Cuando estuvo cerca de él, con el mentón alto y los delgados hombros hacia atrás, a causa de las cintas que le ataban los brazos, él la miró de una manera significativa y le preguntó:

—¿Cómo te llamas?

—Ississi —respondió ella en un susurro balbuciente que era como los espectros de las olas minúsculas que besaban el casco de la nave. Y le sonrió.

2

Ourph pidió a uno de los jóvenes mingoles que se hiciera cargo del timón y a otro que le calentara unas gachas. Se puso al abrigo del viento y bajo la falsa cubierta de la carga de madera, mirando hacia el camarote y meneando la
cabeza,
intrigado. El resto de la tripulación roncaba a la sombra del castillo de proa. Entretanto, en la Isla de la Escarcha, Cif se despertó en su dormitorio amarillo de techo bajo con la sensación de que Ratonero Gris corría peligro. Mientras intentaba recordar su pesadilla, la luz de la luna que se deslizaba a lo largo de la pared le recordó al fantasma marino que había asesinado a Zwaaken y atraído a Fafhrd, alejándole de Afreyt durante algún tiempo, y se pregunto cómo reaccionaría el Ratonero ante un desafío tan peligroso.

3

A la mañana siguiente, temprano, el Ratonero se puso una corta túnica gris, la abrochó y dio unos fuertes golpes en el techo del camarote. Hablando en un susurro un tanto áspero, le dijo al impasible mingol de tal guisa llamado que deseaba la presencia inmediata del capataz Mikkidu. Había extendido una tela sobre el cofre situado entre los barriles que estrechaban más el no muy ancho camarote, y ahora estaba sentado detrás de él en el taburete, como si fuese el escritorio del capitán. A sus espaldas, en el camastro colocado de través que ocupaba el extremo del camarote, Ississi reposaba y o bien dormía o bien estaba despierta con los ojos cerrados, toda ella oculta por las mantas con excepción del cabello plateado y sin más ataduras que la gruesa cinta negra que le ataba firmemente un tobillo al pie del camastro por debajo de la manta.
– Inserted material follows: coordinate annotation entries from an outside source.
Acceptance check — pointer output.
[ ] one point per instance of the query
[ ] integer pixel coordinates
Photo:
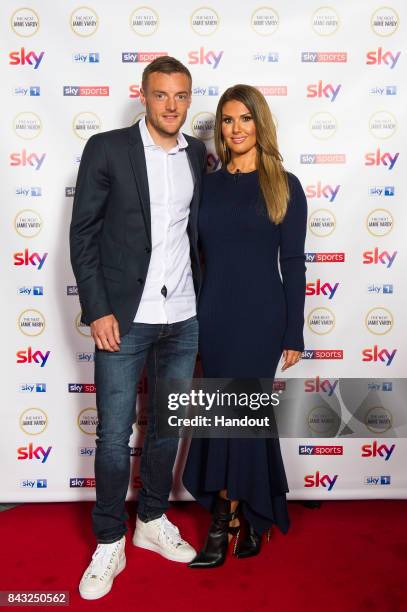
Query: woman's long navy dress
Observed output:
(247, 315)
(«No soy un necio tan insigne como para creer que una sola noche de amor procura lealtad», se dijo.)

Se cuidó la garganta con una copita de aguardiente amargo, hizo gárgaras y tragó lentamente el licor.

(«Y, no obstante, creo que, cuando haya acabado de disciplinarla, sería una buena doncella para Cif. O quizá se la pase al pobre Fafhrd, mutilado y confinado en la isla.»)

Tamborileó impaciente sobre el cofre cubierto por la tela, preguntándose por qué se retrasaba tanto Mikkidu. ¿Quizá se sentía culpable? ¡Era muy probable!

Salvo por el pálido resplandor del alba que se filtraba a través de la escotilla cubierta por una cortina y los dos estrechos ventanucos laterales con láminas de mica, que los barriles atados oscurecían todavía más, la oscilante lámpara de aceite seguía proporcionando la única luz en la cámara.